- The Washington Times - Tuesday, May 27, 2003

EAST RUTHERFORD, N.J. — Those who predicted last fall the Mighty Ducks of Anaheim would be participating in this spring’s Stanley Cup Finals belong in the make believe world of Mickey Mouse and Pluto.

Nobody, not even Adam Oates, he of the silky touch and keen mind, will say with a straight face that he foresaw this remarkable event.

“I can’t say that I thought that [would happen] this year,” Oates said yesterday after the Ducks skated one last time before playing New Jersey tonight in Game1 of the best-of-7 NHL championship series. “I thought the team was a lot better than the record indicated the last couple years. I never thought it would get this far this soon — it shows how close the league is.”

In March last year Oates was with the Washington Capitals and looked every bit a man who had been engaged in a rough contact sport for more than a quarter of a century.

He was sent to Philadelphia at the trade deadline last season but wasn’t the answer to the varied problems that usually bother the Flyers. He was cut loose and went searching for the right team, his sixth in the NHL. Anaheim called, and so did Ducks superstar Paul Kariya, who said it was a great place to play and was getting better. Oates, who will be 41 this fall, agreed to go West.

Southern California has been nice to Oates. He is tan, the result of many hours spent on the golf course. His hair, with touches of gray creeping into the black he had when he was a Cap, is now brown and shorter than it was. There’s not a ripple of body fat on his 190-pound frame.

“Obviously, I never thought I would be here, of course not,” he said, referring to Continental Airlines Arena where the first two finals games will be played. “I wanted to go to a team where I could play some minutes and prove I could still play, and in the same sense hopefully let some things that you can bring to the table grow a little bit and help the organization.

“It was a lousy start; I broke my hand out of the gate and missed [15] games but the second half of the year was a lot of fun and our team grew. We got better and better and played real good hockey in the second half [25-12-2-3] — obviously the run has been fantastic. It’s great — not to say I told you so — to prove you can still play this game.”

Oates, one of the most graceful and gifted centers ever to play the game, is on the fast track to the Hockey Hall of Fame — and a Cup victory would grease those skids. Yet it has not always been an easy journey through the NHL. Someone with Oates’ talent and ability to turn almost anybody into a legitimate scoring threat should have been treasured by just one team.

It hasn’t happened. Oates has always been outspoken — about the money he or a teammate makes, about a contract negotiation, about linemates — usually saying just enough to get him into hot water and on the next flight out of town. That is why St. Louis traded him after a pair of triple-digit point seasons, why Boston sent him to Washington after two more seasons of startling figures.

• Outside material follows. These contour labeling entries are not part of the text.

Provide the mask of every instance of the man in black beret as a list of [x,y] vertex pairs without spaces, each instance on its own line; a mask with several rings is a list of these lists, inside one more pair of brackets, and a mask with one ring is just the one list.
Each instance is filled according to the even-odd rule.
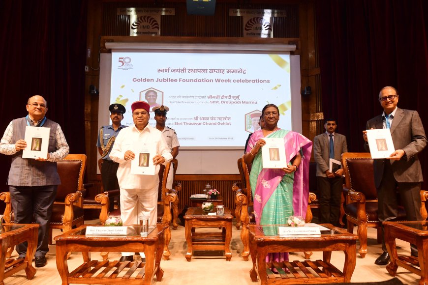
[[123,105],[112,104],[109,107],[109,110],[110,111],[112,124],[101,127],[96,143],[98,151],[104,160],[101,169],[101,178],[104,191],[119,189],[116,175],[119,164],[112,160],[109,154],[113,147],[118,134],[121,130],[127,127],[121,123],[123,119],[123,114],[126,111]]

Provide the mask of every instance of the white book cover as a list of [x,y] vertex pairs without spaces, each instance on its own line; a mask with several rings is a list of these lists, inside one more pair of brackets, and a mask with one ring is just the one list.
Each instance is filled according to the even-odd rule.
[[389,129],[367,130],[367,141],[371,158],[386,158],[395,151]]
[[131,150],[135,154],[131,162],[131,174],[154,175],[153,157],[156,155],[156,145],[137,142]]
[[287,167],[287,156],[284,147],[284,139],[281,138],[263,139],[266,144],[262,146],[262,160],[263,168],[283,168]]
[[23,158],[47,159],[50,131],[50,128],[27,126],[24,138],[27,146],[22,151]]
[[342,164],[338,160],[336,160],[334,158],[330,158],[329,159],[329,171],[331,172],[335,173],[340,169],[340,165]]

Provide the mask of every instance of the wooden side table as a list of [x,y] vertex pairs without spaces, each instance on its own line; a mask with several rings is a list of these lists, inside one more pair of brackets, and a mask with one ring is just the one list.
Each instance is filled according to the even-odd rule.
[[[213,212],[215,211],[215,208]],[[224,208],[223,216],[204,215],[202,208],[189,208],[184,217],[187,252],[186,259],[190,261],[193,250],[224,251],[226,260],[230,261],[232,253],[229,246],[232,239],[232,220],[230,210]],[[217,228],[221,232],[196,232],[198,228]]]
[[[428,221],[384,222],[385,244],[391,256],[386,270],[392,276],[398,266],[421,276],[419,284],[428,284]],[[418,247],[418,257],[397,254],[396,239],[412,243]]]
[[[22,269],[29,280],[31,280],[36,273],[31,261],[35,253],[37,244],[39,225],[36,224],[3,224],[0,233],[1,244],[1,256],[0,257],[0,285],[3,285],[3,280]],[[28,247],[25,259],[6,259],[7,249],[22,242],[27,241]]]
[[192,208],[198,208],[202,206],[202,203],[204,202],[211,202],[214,204],[214,207],[216,207],[218,205],[223,205],[223,196],[218,196],[216,199],[212,199],[208,198],[208,199],[190,199],[190,207]]
[[[358,236],[329,224],[322,226],[329,229],[322,231],[318,236],[281,237],[278,233],[278,227],[285,225],[248,225],[253,262],[250,270],[251,280],[255,282],[258,276],[262,285],[350,282],[356,263]],[[343,272],[330,262],[333,251],[343,251],[345,254]],[[307,251],[323,252],[322,260],[266,263],[268,253]],[[273,267],[278,274],[273,273]]]
[[[152,283],[153,274],[160,281],[163,276],[160,260],[163,252],[163,232],[166,227],[158,225],[146,236],[140,236],[138,226],[128,226],[127,235],[86,236],[87,225],[55,237],[57,267],[62,285],[78,284],[122,284],[128,285]],[[102,227],[102,226],[100,226]],[[137,233],[138,233],[138,234]],[[90,252],[144,252],[145,263],[137,260],[91,260]],[[67,253],[81,252],[83,263],[71,272],[67,263]],[[97,274],[100,269],[103,270]],[[120,277],[118,276],[120,275]]]

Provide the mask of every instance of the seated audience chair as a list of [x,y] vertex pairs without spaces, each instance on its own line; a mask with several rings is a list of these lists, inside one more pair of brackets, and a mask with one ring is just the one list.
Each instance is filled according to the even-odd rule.
[[[100,158],[98,160],[98,166],[100,171],[101,171],[102,168],[103,163],[104,160],[102,158]],[[93,183],[86,183],[84,186],[86,189],[86,194],[83,197],[82,200],[82,207],[84,209],[99,209],[101,210],[101,205],[97,203],[95,200],[95,197],[100,193],[104,193],[109,196],[110,201],[112,201],[110,204],[111,207],[110,211],[119,208],[119,201],[120,200],[120,191],[119,189],[105,190],[103,187],[102,182],[101,182],[99,190],[96,187],[93,187]]]
[[[166,188],[166,181],[171,163],[168,163],[164,167],[162,171],[159,171],[160,176],[159,185],[160,192],[158,194],[157,202],[157,223],[162,224],[165,227],[164,236],[165,244],[163,249],[163,259],[167,260],[169,258],[171,253],[168,248],[169,242],[171,240],[171,229],[169,225],[172,220],[171,215],[171,205],[178,203],[178,197],[176,189],[168,189]],[[121,209],[114,210],[109,212],[110,200],[109,196],[105,193],[101,193],[95,196],[95,200],[101,205],[101,210],[100,214],[100,221],[102,225],[105,223],[106,220],[111,217],[121,217]],[[136,223],[136,221],[135,221]],[[101,253],[104,260],[106,260],[108,257],[108,253]]]
[[[241,232],[241,239],[244,244],[244,251],[242,253],[242,257],[244,260],[247,261],[249,255],[249,235],[247,226],[249,224],[255,224],[256,219],[254,217],[254,207],[251,193],[251,190],[249,183],[249,172],[251,166],[247,165],[244,160],[244,156],[238,160],[238,169],[240,173],[243,174],[244,182],[241,184],[237,184],[232,187],[235,192],[235,214],[236,216],[237,222],[240,220],[242,225],[242,230]],[[241,172],[241,171],[242,171]],[[238,188],[240,186],[245,186],[245,188]],[[315,200],[316,196],[313,193],[309,193],[308,205],[306,210],[305,222],[310,223],[312,220],[312,212],[310,209],[310,203],[311,201]],[[238,211],[236,208],[240,207]],[[311,252],[305,252],[305,257],[306,259],[309,258],[312,255]]]
[[[58,185],[57,196],[52,209],[49,229],[49,243],[52,244],[52,229],[59,228],[65,232],[72,228],[83,225],[82,208],[83,176],[86,169],[86,155],[69,154],[57,162],[61,184]],[[4,221],[13,221],[13,210],[9,192],[0,194],[0,200],[6,203]]]
[[[342,195],[346,205],[347,229],[353,232],[354,226],[358,227],[360,240],[358,252],[362,258],[367,254],[367,228],[377,229],[377,242],[382,242],[381,223],[377,216],[377,193],[374,186],[373,159],[369,153],[345,152],[342,154],[342,165],[344,170],[345,184]],[[421,191],[422,217],[426,219],[425,202],[428,192]],[[398,206],[398,215],[395,221],[406,220],[404,208]]]

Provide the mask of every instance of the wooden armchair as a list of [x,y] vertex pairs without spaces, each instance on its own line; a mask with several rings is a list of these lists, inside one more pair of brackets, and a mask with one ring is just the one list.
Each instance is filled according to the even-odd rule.
[[[171,163],[170,162],[163,168],[163,171],[160,174],[162,179],[159,180],[159,184],[161,191],[158,194],[157,202],[157,223],[164,225],[165,228],[164,233],[165,244],[163,249],[163,259],[165,260],[169,259],[169,256],[171,255],[171,252],[168,248],[169,242],[171,241],[171,229],[169,225],[172,220],[171,205],[176,204],[178,203],[178,200],[177,191],[175,189],[167,189],[166,188],[166,181],[171,164]],[[159,173],[161,171],[159,171]],[[102,225],[104,225],[106,220],[110,217],[120,218],[120,209],[109,212],[110,200],[107,194],[98,194],[95,196],[95,200],[101,206],[99,219]],[[108,253],[102,253],[101,255],[104,260],[106,260],[108,257]]]
[[[104,161],[104,159],[102,158],[100,158],[98,160],[98,166],[99,168],[100,171],[101,168],[102,168]],[[92,183],[86,183],[85,184],[86,192],[83,197],[82,208],[84,209],[99,209],[100,210],[101,206],[95,201],[95,197],[97,194],[102,192],[108,195],[110,201],[112,202],[110,203],[110,206],[111,207],[110,209],[110,211],[119,208],[120,191],[119,189],[105,190],[103,187],[102,182],[101,183],[101,191],[99,191],[97,187],[96,188],[93,186]]]
[[[238,160],[238,169],[240,173],[243,175],[244,182],[237,184],[232,187],[232,190],[236,192],[235,196],[235,214],[237,223],[238,220],[242,225],[242,230],[241,232],[241,239],[244,244],[244,251],[242,257],[244,260],[247,261],[249,255],[249,235],[247,226],[249,224],[255,224],[256,219],[254,216],[254,207],[249,183],[249,171],[251,166],[247,165],[244,160],[244,156]],[[242,171],[242,172],[241,171]],[[239,186],[245,186],[245,188],[239,188]],[[316,199],[315,194],[309,193],[308,197],[308,205],[306,210],[305,221],[309,223],[312,220],[312,211],[310,209],[310,203]],[[239,210],[237,209],[239,207]],[[311,252],[305,252],[305,257],[309,258],[312,255]]]
[[[177,192],[177,195],[178,195],[178,193],[182,190],[182,185],[181,183],[179,182],[176,182],[174,180],[175,180],[175,173],[177,172],[177,169],[178,167],[178,161],[176,158],[173,159],[171,161],[171,164],[173,167],[173,174],[174,177],[174,180],[173,181],[172,185],[174,187],[174,189]],[[161,181],[163,181],[164,179],[165,182],[166,182],[167,178],[163,178],[163,176],[164,175],[164,168],[165,166],[163,165],[160,165],[160,169],[159,171],[159,195],[160,195],[162,192],[162,183]],[[165,184],[166,185],[166,184]],[[174,186],[175,185],[175,186]],[[166,189],[166,188],[165,188]],[[179,210],[178,210],[178,203],[179,203],[179,198],[178,196],[177,196],[177,200],[174,202],[174,203],[172,204],[172,212],[173,212],[173,219],[172,221],[172,228],[173,229],[177,229],[177,227],[178,227],[178,215],[179,215]],[[159,216],[159,213],[157,214],[158,216]],[[161,216],[162,216],[161,215]]]
[[[59,228],[63,232],[72,228],[83,225],[82,208],[83,176],[86,169],[86,155],[69,154],[57,162],[61,184],[58,185],[57,196],[52,208],[49,229],[49,243],[52,244],[52,229]],[[0,200],[6,203],[4,221],[10,223],[14,220],[9,192],[0,194]]]
[[[342,165],[345,172],[345,184],[342,195],[346,202],[343,207],[346,215],[347,229],[353,232],[354,226],[358,227],[360,240],[358,252],[362,258],[367,254],[367,228],[377,229],[377,242],[382,242],[381,223],[377,216],[377,192],[374,186],[373,159],[369,153],[345,152],[342,155]],[[421,191],[422,217],[427,218],[425,201],[428,192]],[[406,220],[404,208],[398,206],[396,221]]]

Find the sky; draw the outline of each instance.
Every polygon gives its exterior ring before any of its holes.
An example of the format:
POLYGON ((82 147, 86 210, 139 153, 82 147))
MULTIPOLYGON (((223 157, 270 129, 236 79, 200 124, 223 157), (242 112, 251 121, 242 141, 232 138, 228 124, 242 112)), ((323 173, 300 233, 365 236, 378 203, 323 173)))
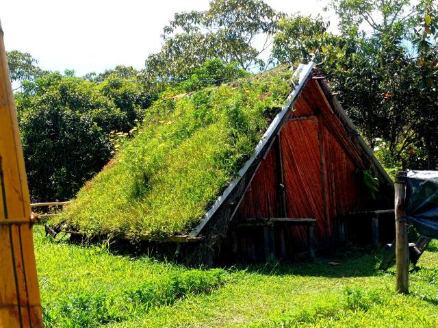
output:
MULTIPOLYGON (((204 10, 208 0, 2 0, 0 21, 7 51, 30 53, 43 69, 77 75, 116 65, 144 66, 161 49, 161 34, 175 12, 204 10)), ((335 29, 327 0, 265 0, 287 14, 321 13, 335 29)))

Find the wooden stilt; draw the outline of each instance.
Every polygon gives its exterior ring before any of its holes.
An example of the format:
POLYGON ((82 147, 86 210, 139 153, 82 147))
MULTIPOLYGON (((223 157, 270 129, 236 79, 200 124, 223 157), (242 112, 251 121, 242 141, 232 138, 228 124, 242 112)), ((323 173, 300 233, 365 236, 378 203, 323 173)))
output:
POLYGON ((396 176, 395 213, 396 213, 396 290, 408 294, 409 275, 409 247, 404 218, 406 196, 406 172, 400 171, 396 176))
POLYGON ((265 240, 265 260, 270 261, 275 259, 274 227, 264 227, 263 231, 265 240))
POLYGON ((315 260, 315 226, 313 225, 307 226, 307 236, 309 238, 309 257, 311 260, 315 260))
POLYGON ((32 224, 0 25, 0 327, 42 327, 32 224))
POLYGON ((372 244, 377 246, 381 243, 380 235, 378 232, 379 214, 376 214, 372 218, 372 244))

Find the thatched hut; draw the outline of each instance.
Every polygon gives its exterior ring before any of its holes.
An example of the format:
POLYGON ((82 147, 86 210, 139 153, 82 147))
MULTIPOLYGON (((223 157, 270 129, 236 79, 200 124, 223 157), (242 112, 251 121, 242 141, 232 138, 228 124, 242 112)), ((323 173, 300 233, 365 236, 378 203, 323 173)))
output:
MULTIPOLYGON (((393 183, 313 68, 311 62, 296 70, 286 104, 205 215, 183 233, 136 239, 175 247, 187 260, 209 265, 306 252, 313 257, 346 241, 389 241, 393 183)), ((67 225, 87 233, 80 220, 67 225)))

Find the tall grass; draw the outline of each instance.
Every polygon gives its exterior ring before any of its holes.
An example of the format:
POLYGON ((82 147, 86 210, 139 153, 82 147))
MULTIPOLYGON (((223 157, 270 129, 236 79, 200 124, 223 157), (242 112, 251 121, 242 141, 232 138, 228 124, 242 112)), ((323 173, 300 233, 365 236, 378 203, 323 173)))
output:
POLYGON ((112 255, 105 247, 51 240, 36 229, 44 327, 101 327, 142 316, 190 296, 208 294, 230 275, 112 255))
POLYGON ((281 68, 183 97, 163 95, 62 220, 83 232, 133 239, 188 233, 253 153, 290 92, 290 77, 281 68))
POLYGON ((36 227, 44 327, 438 327, 437 242, 410 274, 410 295, 394 291, 381 254, 285 266, 189 268, 101 247, 53 240, 36 227))

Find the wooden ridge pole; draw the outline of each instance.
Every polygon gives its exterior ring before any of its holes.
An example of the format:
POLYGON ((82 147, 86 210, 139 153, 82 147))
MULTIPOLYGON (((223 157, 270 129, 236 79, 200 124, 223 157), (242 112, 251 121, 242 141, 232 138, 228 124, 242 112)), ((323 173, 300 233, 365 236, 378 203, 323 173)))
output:
POLYGON ((0 23, 0 327, 42 327, 26 171, 0 23))
POLYGON ((408 294, 409 277, 409 246, 408 243, 404 206, 406 197, 406 176, 404 171, 396 175, 395 217, 396 217, 396 291, 408 294))

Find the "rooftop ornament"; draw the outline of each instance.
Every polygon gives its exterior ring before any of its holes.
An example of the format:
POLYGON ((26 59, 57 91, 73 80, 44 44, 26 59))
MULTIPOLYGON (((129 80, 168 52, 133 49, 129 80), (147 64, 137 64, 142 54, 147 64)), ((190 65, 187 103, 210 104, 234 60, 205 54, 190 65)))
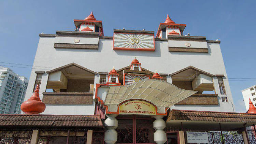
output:
POLYGON ((153 76, 152 77, 152 79, 162 79, 163 77, 161 77, 159 73, 157 73, 156 70, 156 72, 154 73, 153 75, 153 76))
POLYGON ((167 17, 166 17, 166 19, 165 20, 165 21, 164 23, 167 24, 175 24, 175 23, 171 19, 171 18, 169 17, 169 15, 168 15, 168 14, 167 14, 167 17))
POLYGON ((131 65, 130 65, 130 67, 131 67, 132 66, 133 64, 141 64, 141 63, 140 63, 139 61, 136 59, 136 57, 135 57, 135 58, 132 61, 131 61, 131 65))
POLYGON ((45 110, 45 104, 42 102, 39 97, 38 85, 34 92, 28 100, 23 102, 20 106, 22 111, 27 114, 38 114, 45 110))
POLYGON ((256 114, 256 108, 253 104, 253 102, 251 100, 251 99, 249 99, 249 110, 246 113, 248 114, 256 114))
POLYGON ((110 71, 110 72, 109 73, 109 75, 119 75, 119 74, 117 73, 117 72, 116 70, 115 69, 115 67, 113 67, 113 68, 110 71))
POLYGON ((94 16, 93 15, 93 11, 91 11, 91 14, 89 16, 87 16, 87 17, 84 19, 85 20, 96 20, 96 18, 94 17, 94 16))

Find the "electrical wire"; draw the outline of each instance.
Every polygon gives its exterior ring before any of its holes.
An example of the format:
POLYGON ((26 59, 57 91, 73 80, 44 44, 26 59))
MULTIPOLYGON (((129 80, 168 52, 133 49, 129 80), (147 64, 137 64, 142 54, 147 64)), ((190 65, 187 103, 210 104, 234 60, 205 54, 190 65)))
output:
MULTIPOLYGON (((15 64, 15 65, 20 65, 20 66, 30 66, 32 67, 41 67, 43 68, 31 68, 31 67, 18 67, 17 66, 9 66, 9 65, 2 65, 2 64, 0 64, 0 66, 5 66, 5 67, 15 67, 15 68, 26 68, 26 69, 38 69, 38 70, 51 70, 52 69, 55 69, 56 68, 52 68, 52 67, 43 67, 43 66, 33 66, 33 65, 30 65, 28 64, 19 64, 19 63, 9 63, 9 62, 1 62, 0 61, 0 63, 7 63, 7 64, 15 64), (47 68, 47 69, 44 69, 44 68, 47 68)), ((212 79, 211 78, 205 78, 207 80, 212 80, 212 79)), ((194 80, 200 80, 199 78, 194 78, 194 80)), ((224 78, 223 79, 223 80, 225 81, 225 80, 228 80, 229 81, 244 81, 244 82, 256 82, 256 78, 228 78, 227 79, 224 78)))

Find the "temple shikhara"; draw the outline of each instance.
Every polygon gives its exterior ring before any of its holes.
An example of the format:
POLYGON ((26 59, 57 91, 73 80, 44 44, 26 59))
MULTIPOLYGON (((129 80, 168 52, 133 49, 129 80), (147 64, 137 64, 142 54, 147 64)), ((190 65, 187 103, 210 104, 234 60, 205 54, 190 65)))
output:
POLYGON ((256 108, 234 112, 220 41, 170 16, 156 33, 104 36, 92 12, 39 34, 24 113, 0 115, 0 143, 256 143, 256 108))

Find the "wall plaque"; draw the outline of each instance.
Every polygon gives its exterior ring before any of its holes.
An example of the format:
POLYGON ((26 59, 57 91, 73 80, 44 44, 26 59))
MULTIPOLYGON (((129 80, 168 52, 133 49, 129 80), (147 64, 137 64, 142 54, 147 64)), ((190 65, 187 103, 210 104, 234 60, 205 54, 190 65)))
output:
POLYGON ((136 32, 115 32, 113 49, 154 51, 154 35, 136 32))
POLYGON ((148 80, 148 75, 137 75, 125 74, 125 85, 129 85, 133 83, 141 82, 143 80, 148 80))
POLYGON ((156 115, 156 107, 151 103, 141 100, 125 102, 119 106, 119 114, 156 115))

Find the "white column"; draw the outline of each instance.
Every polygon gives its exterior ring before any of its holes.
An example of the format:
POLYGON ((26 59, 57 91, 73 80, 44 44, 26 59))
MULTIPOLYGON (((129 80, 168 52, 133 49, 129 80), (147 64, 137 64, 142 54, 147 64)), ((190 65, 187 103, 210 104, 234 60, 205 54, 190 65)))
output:
POLYGON ((107 144, 114 144, 117 141, 117 133, 115 129, 117 127, 118 121, 115 117, 116 114, 108 114, 108 117, 105 120, 105 126, 106 131, 105 132, 104 141, 107 144))
POLYGON ((153 117, 156 119, 153 126, 156 132, 154 133, 154 141, 157 144, 163 144, 166 141, 166 133, 163 131, 165 128, 165 121, 162 119, 163 116, 156 115, 153 117))
POLYGON ((30 144, 37 144, 38 143, 38 135, 39 131, 38 130, 33 130, 32 133, 32 136, 30 140, 30 144))

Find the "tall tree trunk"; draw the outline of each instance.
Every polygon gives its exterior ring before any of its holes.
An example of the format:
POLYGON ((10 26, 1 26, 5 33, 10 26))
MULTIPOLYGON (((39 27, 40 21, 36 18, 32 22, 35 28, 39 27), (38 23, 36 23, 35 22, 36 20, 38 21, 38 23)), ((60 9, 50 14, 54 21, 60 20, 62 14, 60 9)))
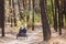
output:
POLYGON ((16 16, 15 16, 15 8, 14 8, 14 0, 12 0, 12 7, 13 7, 13 22, 14 22, 14 26, 16 26, 16 16))
POLYGON ((4 36, 4 0, 0 0, 0 28, 2 29, 2 36, 4 36))
POLYGON ((46 0, 40 0, 40 7, 41 7, 41 19, 43 25, 43 37, 44 41, 48 41, 51 38, 51 29, 47 20, 46 0))
POLYGON ((34 6, 35 6, 35 0, 32 0, 32 4, 33 4, 33 15, 32 15, 32 30, 34 31, 34 6))
POLYGON ((23 19, 23 13, 21 12, 21 6, 20 6, 20 0, 18 0, 18 6, 19 6, 19 14, 20 14, 20 21, 23 19))
POLYGON ((55 13, 53 14, 54 30, 57 32, 57 1, 55 0, 55 13))
POLYGON ((58 31, 59 31, 59 35, 62 35, 62 10, 61 10, 59 0, 57 0, 57 8, 58 8, 58 31))

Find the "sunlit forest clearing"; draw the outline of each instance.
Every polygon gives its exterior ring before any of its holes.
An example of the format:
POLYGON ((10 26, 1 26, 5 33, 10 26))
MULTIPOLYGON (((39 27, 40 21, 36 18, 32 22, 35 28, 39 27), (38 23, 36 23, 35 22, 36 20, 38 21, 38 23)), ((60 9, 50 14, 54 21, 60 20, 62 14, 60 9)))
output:
POLYGON ((0 0, 0 44, 66 44, 66 0, 0 0))

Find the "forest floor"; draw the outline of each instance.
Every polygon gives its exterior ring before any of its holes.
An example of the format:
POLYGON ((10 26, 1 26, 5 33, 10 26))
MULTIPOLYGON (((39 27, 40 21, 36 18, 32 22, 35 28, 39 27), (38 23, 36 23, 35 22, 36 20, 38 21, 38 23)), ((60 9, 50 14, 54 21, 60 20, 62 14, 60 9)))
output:
POLYGON ((43 42, 43 32, 41 26, 35 26, 35 31, 28 32, 28 38, 19 37, 16 40, 16 33, 8 33, 4 37, 0 37, 0 44, 66 44, 66 30, 62 30, 63 34, 58 35, 51 28, 52 37, 48 42, 43 42))

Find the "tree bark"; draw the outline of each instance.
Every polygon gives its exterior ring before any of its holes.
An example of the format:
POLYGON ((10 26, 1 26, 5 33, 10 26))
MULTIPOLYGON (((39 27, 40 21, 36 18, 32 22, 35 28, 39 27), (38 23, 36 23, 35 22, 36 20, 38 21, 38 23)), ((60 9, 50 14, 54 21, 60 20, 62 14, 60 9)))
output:
POLYGON ((41 7, 41 19, 43 25, 43 40, 48 41, 51 38, 51 29, 47 20, 47 11, 46 11, 46 0, 40 0, 41 7))
POLYGON ((0 28, 2 29, 2 36, 4 36, 4 0, 0 0, 0 28))

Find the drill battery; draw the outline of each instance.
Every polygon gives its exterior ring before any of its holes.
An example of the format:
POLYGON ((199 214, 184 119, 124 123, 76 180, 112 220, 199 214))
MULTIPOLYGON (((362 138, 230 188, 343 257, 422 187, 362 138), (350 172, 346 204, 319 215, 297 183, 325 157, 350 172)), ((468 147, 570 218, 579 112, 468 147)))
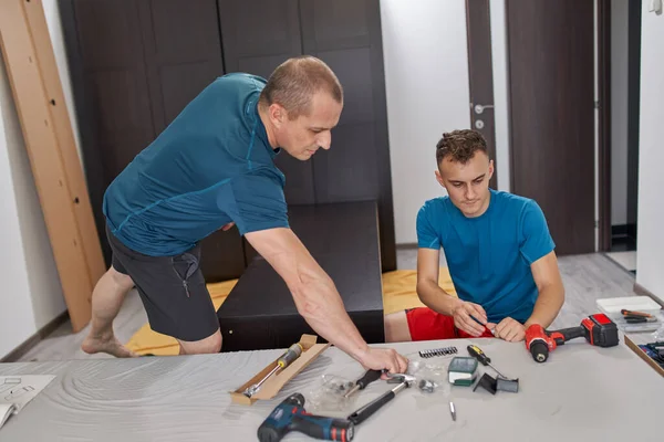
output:
POLYGON ((618 345, 618 326, 603 313, 590 315, 581 322, 585 340, 598 347, 613 347, 618 345))

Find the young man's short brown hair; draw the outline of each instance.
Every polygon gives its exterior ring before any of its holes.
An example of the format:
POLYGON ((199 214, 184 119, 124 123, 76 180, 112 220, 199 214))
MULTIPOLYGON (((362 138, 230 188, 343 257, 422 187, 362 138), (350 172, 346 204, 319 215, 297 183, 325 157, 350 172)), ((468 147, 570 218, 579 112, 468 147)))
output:
POLYGON ((480 133, 470 129, 453 130, 443 134, 436 145, 436 164, 440 166, 443 159, 449 156, 452 161, 465 165, 478 150, 488 155, 487 141, 480 133))
POLYGON ((343 103, 343 88, 334 72, 323 61, 302 55, 279 65, 260 94, 260 102, 280 104, 289 119, 311 113, 311 98, 319 91, 328 92, 336 103, 343 103))

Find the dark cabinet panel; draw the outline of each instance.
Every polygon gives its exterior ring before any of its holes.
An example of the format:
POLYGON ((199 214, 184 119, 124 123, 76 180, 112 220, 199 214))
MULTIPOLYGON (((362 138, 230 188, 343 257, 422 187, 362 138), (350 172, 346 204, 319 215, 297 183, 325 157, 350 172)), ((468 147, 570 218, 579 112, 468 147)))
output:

Nobody argues with his stats. He has played 18 seasons, with more than 1,275 games, 339 goals, 1,063 assists and 1,402 points. Only five other men in NHL history have more assists than Oates; he is 15th all-time in points. He has 153 points in 156 playoff games.

Yet the Cup has eluded him. Oates has been to the finals only once before, in 1998 with Washington, and falls into a trivia-buffs-only category. Oates has gone 156 playoff games with no championship reward, a figure only four players can top (one of them being ex-Cap Dale Hunter, who is ranked No.1 with 186).

So what?

“If I can play with young guys this year and they get better and they win the Cup in three years, I know I’m a part of that,” he said. “You have to be happy inside. … You have to answer to yourself in the mirror. We’re in the finals and it feels great but it doesn’t change my outlook on life.”

The broken hand was a bad break at a bad time. The Ducks had a rookie coach, Mike Babcock, who knew Oates’ stats but not the man. The broken hand came so early in the season that Oates hadn’t been able to make the proper impression.

“Any time you get a guy who loves the game as much as he does, wants to be in the game and it’s a young man’s game, I think it’s a good message to the other guys,” Babcock said yesterday. “His presence, his understanding, his professionalism, there is nobody who watches more teams than this guy.”

It would appear Oates has finally made the impression he wanted.